TORONTO (Reuters) - The Canadian consortium of financial institutions bidding for the operator of the Toronto Stock Exchange extended its offer for an eighth time on Thursday and said it was confident it would complete the deal by its July 31 deadline because the process cannot drag on indefinitely.
Prolonging the C$3.8 billion ($3.68 billion) bid to buy TMX Group Inc X.TO, Maple Group said the extension will allow for the regulatory approvals needed for its ambitious plan that would transform Canada’s stock trading landscape.
Luc Bertrand, Maple’s key spokesman and vice chairman of National Bank Financial, said he is very confident the year-long deal process will be finalized over the next two months given support from Canada’s financial and investing community.
“I think everybody has a responsibility to complete the work and get it done and so, no, it can’t go on and on and on,” Bertrand said in a response to a question on whether the deal would be further extended.
“That’s just not fair to shareholders at one point. I think everybody understands that obligation... We’re very confident we’ll be able to complete it by then.”

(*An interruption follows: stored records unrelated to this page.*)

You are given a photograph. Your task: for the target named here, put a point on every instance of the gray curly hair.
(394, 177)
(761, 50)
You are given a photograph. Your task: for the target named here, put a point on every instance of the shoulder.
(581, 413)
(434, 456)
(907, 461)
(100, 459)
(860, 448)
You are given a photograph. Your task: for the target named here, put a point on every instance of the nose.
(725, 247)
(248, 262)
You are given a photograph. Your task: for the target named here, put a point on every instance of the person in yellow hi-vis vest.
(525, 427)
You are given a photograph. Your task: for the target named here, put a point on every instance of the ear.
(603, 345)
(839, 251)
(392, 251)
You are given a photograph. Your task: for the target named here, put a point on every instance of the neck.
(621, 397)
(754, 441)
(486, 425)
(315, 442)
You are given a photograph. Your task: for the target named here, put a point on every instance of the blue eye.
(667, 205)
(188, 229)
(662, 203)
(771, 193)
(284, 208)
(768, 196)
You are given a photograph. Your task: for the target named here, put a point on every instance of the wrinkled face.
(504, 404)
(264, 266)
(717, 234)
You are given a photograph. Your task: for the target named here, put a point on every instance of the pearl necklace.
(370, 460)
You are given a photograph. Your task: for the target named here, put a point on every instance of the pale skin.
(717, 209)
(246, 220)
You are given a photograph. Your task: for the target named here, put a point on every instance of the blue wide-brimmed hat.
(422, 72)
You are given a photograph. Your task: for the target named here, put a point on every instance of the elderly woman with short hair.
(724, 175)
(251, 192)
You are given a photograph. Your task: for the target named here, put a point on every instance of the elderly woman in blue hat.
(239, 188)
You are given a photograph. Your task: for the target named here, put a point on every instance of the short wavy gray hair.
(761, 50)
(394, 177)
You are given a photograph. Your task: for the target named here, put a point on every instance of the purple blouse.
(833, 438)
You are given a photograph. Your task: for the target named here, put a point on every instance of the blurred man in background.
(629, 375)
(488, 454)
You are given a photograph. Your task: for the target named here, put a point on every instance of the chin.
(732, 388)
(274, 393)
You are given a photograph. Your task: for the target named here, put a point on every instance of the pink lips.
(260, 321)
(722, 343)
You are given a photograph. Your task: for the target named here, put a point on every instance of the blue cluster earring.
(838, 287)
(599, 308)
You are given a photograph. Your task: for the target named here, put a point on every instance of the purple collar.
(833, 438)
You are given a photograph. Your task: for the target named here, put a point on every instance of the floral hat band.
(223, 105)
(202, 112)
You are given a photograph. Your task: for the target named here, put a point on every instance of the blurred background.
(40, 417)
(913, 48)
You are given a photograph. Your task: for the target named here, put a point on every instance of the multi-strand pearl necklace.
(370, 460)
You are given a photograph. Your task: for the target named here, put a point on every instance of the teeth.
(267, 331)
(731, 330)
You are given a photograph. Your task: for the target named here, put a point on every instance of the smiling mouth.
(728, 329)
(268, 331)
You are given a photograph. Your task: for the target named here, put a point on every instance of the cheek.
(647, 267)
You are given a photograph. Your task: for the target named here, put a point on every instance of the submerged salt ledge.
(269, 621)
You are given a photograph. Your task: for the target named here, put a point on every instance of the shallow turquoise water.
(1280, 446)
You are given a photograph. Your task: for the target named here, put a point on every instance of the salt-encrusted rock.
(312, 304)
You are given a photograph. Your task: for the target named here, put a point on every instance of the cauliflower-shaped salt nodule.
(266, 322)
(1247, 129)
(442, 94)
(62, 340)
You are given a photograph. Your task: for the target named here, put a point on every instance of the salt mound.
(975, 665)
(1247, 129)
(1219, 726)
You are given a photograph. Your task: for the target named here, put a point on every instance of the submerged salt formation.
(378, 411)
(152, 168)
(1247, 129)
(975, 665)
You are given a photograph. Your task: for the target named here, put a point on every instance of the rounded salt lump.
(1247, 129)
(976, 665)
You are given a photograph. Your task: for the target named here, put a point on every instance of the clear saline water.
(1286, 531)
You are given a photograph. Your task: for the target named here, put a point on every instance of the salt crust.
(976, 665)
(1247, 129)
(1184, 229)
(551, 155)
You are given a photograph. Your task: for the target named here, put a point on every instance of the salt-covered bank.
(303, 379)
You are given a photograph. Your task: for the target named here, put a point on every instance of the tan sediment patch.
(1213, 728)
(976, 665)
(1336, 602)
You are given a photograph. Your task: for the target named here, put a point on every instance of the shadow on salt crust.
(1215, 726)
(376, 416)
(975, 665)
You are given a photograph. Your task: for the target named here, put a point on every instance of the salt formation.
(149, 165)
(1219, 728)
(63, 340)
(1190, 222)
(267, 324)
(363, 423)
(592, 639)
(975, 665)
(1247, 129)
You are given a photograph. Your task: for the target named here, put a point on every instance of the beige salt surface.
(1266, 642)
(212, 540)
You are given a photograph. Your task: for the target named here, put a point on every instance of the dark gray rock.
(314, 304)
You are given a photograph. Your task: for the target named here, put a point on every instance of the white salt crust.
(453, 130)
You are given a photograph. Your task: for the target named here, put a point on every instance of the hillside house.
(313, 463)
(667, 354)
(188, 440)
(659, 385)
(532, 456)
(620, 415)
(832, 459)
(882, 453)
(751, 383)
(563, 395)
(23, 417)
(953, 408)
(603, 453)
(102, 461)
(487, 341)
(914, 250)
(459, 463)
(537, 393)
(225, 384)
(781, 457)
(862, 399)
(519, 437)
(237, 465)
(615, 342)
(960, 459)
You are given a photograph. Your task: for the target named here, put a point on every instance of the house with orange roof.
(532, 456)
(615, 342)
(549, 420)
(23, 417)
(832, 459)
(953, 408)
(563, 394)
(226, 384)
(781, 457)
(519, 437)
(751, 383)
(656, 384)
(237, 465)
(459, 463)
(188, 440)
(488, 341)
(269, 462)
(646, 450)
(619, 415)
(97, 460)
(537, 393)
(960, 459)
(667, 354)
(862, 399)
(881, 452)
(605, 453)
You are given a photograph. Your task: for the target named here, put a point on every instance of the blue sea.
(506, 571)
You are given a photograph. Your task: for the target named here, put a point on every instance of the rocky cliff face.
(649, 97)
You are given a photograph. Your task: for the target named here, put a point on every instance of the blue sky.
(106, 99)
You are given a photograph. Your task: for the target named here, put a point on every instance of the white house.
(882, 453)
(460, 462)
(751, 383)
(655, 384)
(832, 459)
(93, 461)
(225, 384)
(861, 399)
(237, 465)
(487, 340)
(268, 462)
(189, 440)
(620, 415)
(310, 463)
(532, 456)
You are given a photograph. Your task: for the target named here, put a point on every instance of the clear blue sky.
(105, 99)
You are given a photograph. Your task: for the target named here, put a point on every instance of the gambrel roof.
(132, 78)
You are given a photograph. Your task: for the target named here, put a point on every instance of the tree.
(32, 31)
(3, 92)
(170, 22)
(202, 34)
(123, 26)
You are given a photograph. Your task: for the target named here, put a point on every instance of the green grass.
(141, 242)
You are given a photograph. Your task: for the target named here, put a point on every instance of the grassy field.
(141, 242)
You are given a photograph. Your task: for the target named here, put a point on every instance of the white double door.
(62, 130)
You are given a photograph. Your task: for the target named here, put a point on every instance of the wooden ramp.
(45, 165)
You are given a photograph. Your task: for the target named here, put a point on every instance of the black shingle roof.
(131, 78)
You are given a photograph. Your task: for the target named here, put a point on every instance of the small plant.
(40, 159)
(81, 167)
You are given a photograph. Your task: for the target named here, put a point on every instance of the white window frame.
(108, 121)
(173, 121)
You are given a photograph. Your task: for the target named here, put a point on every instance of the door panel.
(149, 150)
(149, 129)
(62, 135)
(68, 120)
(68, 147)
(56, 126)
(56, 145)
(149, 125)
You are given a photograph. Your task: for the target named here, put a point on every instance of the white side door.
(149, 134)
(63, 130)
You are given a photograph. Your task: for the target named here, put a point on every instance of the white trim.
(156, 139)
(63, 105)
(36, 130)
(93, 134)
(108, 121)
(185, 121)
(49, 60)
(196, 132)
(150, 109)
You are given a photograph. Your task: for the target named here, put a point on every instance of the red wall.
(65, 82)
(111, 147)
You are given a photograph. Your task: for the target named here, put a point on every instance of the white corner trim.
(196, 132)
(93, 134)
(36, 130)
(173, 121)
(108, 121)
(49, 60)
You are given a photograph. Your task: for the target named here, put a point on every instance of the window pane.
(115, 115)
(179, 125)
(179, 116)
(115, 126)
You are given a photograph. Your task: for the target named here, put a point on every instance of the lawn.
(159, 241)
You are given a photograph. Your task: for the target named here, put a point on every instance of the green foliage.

Maple, which comprises most of Canada’s biggest banks as well as pension funds, Canada’s largest insurer and other financial groups, wants to combine TMX with bank-owned Alpha Group, Canada’s second-biggest stock trading venue.
It also wants to wrap in the Canadian Depository for Securities Ltd, the clearing system for securities trades.
Bertrand said the proposed regulatory oversight of the combined entity will provide “ironclad protection” for the investing public and dealers outside the Maple Group.
Critics have said the deal could concentrate too much power in the hands of a single player, creating a near monopoly for Canadian stock trading and clearing operations.
But Bertrand said recent draft rules like the ones issued by the Ontario Securities Commission, Canada’s most powerful securities regulator, would protect competition in equities trading and ensures the costs do not skyrocket.
“The Maple transaction will not create a so-called ‘regulated monopoly,'” he said in a speech.
He said equities trading in Canada will remain “vigorously competitive,” with alternative trading venues such as Chi-X, Pure Trading, Omega and other U.S-based alternative trading systems, as well as major U.S. exchanges.
A 30-day comment period on the OSC rules expires on Monday.
“If there is a groundswell of opposition, I certainly haven’t seen it,” Bertrand said.
Regulators in Ontario, Quebec, Alberta and British Columbia are reviewing the deal, as is the federal Competition Bureau, an independent law-enforcement agency.
In a submission to the OSC, Thomas Caldwell, chairman of Caldwell Financial and a TMX shareholder, said given the safeguards developed by the regulator he has no objection to the deal proceeding.
“Our primary concerns related to equal access and cost for both TMX and Canadian Depository for Securities services,” he wrote. “These issues have been satisfactorily addressed through the conditions now attached to this deal.”
TMX shares closed 13 Canadian cents higher at C$46.05 on the Toronto Stock Exchange, still below Maple’s C$50 a share offer.